A 'rebel' president won't save us from financial doom
Politicians must get a handle on the worst crisis since the Second World War, writes James Fitzsimons
FOR decades the country has been run down by bad government policies. It created a world-class civil service to run the country. For a decade it overstaffed and overpaid it. It never envisaged a financial crisis like the one we have.
If you have the money you can buy a Formula One racing car, but without a driver and team to maintain it you won't win any races. That's what happened in Ireland. When we had the money, the government wasted it. The party ended a long time ago. But nobody has cleaned up the mess. While the global economy is hanging over the edge, and nobody knows whether or not it will recover, we are expected to believe that our problems are behind us. That is like comforting the children with a bedtime story, on the brink of a nuclear holocaust. We are no safer now than we were three years ago. The only difference now is we know the strike is imminent. An elite few have their own bomb shelters. The Government has built one around the public sector. Everyone else will have to take his or her chances.
Shortly we will elect a new President.
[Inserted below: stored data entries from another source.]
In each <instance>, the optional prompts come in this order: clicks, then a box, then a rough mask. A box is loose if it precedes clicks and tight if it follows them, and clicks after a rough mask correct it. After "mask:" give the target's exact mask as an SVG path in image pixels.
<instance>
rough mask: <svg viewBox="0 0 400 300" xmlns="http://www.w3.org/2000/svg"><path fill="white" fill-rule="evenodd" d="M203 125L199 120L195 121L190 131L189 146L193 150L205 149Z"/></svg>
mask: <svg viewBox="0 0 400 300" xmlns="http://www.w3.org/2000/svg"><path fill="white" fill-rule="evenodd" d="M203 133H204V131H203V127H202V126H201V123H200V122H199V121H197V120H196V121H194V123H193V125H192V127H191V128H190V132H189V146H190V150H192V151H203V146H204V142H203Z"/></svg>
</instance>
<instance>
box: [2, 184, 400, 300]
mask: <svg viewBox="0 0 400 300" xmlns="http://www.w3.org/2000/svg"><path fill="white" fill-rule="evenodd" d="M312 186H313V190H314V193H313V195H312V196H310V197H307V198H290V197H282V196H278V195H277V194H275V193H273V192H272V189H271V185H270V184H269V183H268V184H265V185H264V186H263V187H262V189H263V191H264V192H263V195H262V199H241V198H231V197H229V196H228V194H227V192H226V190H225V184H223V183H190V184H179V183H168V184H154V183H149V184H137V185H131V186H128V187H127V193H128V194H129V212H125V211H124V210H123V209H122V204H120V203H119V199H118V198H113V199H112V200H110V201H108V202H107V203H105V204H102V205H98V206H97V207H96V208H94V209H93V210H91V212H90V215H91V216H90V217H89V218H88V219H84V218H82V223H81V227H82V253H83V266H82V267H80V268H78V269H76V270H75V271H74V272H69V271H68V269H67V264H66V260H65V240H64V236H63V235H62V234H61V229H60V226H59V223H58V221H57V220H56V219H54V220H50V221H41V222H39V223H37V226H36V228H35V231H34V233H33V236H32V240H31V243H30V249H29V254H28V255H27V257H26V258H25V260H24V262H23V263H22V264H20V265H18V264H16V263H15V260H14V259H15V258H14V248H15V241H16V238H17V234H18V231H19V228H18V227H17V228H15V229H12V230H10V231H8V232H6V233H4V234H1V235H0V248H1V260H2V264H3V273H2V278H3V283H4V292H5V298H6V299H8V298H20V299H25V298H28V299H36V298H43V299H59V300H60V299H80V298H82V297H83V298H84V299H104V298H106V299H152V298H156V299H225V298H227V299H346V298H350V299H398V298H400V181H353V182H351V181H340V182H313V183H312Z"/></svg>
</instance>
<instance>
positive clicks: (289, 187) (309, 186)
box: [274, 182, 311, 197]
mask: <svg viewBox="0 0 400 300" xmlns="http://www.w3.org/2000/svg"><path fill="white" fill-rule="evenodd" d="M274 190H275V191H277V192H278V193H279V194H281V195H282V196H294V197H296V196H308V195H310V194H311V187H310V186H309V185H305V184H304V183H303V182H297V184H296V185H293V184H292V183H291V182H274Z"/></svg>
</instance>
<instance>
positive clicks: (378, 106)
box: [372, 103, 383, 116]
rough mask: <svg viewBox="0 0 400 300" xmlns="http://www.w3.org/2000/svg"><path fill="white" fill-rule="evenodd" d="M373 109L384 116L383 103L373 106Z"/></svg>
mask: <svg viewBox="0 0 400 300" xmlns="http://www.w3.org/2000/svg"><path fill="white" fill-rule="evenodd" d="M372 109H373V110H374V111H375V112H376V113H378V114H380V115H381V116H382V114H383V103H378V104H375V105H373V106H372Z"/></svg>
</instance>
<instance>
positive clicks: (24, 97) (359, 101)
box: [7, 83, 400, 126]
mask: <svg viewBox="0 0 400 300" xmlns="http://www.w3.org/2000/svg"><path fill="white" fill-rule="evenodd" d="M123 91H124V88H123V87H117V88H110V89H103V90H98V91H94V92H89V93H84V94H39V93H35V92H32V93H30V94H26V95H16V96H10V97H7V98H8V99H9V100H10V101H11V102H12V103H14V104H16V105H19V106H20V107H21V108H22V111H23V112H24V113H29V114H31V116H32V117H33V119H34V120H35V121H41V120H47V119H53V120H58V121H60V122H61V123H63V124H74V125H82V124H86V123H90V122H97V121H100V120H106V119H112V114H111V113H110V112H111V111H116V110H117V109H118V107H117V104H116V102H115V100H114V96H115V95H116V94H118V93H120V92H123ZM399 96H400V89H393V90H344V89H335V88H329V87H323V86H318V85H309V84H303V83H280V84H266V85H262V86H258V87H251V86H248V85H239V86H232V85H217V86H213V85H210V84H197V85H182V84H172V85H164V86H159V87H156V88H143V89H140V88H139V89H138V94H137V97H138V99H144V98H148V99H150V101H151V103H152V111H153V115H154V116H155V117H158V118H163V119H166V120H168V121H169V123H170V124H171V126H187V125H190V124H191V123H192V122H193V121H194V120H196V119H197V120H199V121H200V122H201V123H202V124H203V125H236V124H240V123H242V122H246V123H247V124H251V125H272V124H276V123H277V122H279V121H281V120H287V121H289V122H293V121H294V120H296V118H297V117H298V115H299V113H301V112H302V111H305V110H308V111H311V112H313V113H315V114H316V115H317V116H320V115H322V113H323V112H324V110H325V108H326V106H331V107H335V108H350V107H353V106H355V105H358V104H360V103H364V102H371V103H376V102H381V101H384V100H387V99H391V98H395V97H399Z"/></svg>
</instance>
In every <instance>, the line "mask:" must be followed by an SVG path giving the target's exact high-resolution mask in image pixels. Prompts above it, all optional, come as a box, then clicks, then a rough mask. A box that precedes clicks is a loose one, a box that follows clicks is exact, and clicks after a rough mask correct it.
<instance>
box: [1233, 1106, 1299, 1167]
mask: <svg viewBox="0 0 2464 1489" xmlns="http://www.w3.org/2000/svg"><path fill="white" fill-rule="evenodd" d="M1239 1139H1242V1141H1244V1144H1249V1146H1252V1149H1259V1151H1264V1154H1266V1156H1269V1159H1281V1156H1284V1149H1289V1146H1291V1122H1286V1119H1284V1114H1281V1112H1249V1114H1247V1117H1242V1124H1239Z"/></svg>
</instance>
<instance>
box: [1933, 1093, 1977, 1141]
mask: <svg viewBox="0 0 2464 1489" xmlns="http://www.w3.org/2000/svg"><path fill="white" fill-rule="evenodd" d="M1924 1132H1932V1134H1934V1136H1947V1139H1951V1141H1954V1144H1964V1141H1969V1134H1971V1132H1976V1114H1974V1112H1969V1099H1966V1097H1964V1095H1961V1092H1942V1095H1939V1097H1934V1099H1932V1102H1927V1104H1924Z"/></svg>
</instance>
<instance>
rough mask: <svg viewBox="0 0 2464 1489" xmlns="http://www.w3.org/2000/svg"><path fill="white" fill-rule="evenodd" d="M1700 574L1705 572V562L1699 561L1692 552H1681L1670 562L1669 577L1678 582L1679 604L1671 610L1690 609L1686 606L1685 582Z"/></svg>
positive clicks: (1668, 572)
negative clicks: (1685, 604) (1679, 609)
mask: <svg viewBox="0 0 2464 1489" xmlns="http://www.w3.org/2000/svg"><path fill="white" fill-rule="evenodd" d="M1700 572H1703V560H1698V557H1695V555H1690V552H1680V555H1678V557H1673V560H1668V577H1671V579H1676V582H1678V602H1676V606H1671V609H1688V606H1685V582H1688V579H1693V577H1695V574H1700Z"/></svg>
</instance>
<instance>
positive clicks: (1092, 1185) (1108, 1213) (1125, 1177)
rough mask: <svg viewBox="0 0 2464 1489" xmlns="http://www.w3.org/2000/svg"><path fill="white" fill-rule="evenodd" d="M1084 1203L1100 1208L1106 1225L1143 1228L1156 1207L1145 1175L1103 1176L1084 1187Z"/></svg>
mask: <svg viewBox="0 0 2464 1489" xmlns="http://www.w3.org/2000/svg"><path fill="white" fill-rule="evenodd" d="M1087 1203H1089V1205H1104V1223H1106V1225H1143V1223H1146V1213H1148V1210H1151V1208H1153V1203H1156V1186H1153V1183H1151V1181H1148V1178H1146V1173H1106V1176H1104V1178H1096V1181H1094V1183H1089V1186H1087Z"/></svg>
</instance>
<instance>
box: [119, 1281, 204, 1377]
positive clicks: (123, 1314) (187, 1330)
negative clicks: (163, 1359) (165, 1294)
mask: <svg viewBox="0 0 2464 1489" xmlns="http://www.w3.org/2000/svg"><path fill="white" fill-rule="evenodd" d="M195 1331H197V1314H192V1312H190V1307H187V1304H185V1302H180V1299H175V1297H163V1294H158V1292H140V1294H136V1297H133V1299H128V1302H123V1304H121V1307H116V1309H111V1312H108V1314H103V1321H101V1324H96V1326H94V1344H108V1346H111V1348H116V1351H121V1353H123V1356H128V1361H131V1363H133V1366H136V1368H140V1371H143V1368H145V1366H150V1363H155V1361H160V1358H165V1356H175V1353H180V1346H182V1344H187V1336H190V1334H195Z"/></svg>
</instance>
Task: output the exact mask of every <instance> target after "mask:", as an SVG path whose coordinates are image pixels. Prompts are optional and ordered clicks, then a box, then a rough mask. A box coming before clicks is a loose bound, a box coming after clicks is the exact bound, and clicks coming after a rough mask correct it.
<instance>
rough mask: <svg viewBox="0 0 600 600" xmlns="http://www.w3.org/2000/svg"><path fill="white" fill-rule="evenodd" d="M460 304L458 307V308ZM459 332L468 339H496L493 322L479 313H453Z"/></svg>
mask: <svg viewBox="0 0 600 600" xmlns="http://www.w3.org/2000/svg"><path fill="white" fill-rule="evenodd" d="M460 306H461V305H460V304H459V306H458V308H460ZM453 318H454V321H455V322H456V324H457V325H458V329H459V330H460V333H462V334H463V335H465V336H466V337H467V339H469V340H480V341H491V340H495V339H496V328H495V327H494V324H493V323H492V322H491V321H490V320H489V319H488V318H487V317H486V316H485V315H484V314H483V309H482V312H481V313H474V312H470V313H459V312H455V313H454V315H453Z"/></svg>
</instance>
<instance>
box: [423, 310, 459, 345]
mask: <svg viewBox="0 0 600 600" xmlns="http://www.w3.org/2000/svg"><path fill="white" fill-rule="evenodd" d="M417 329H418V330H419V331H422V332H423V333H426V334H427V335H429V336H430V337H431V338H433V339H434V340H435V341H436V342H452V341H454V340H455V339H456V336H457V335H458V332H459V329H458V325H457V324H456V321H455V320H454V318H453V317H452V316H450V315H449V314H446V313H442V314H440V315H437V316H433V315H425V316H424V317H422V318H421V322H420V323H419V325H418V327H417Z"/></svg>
We have seven candidates to choose from, and that might be Hobson's choice. The winner is likely to succeed because of what he or she hasn't done more than anything they have achieved. The likelihood of public crucifixion has frightened off those who might have made a difference. Candidates have to distance themselves from the establishment if they are to be popular. Those who have the least connection with government are portrayed as the most suitable candidates. Surely this makes them less presidential. It's an indictment of the Government's failure to serve the people. But an interfering President would be worse than a figurehead.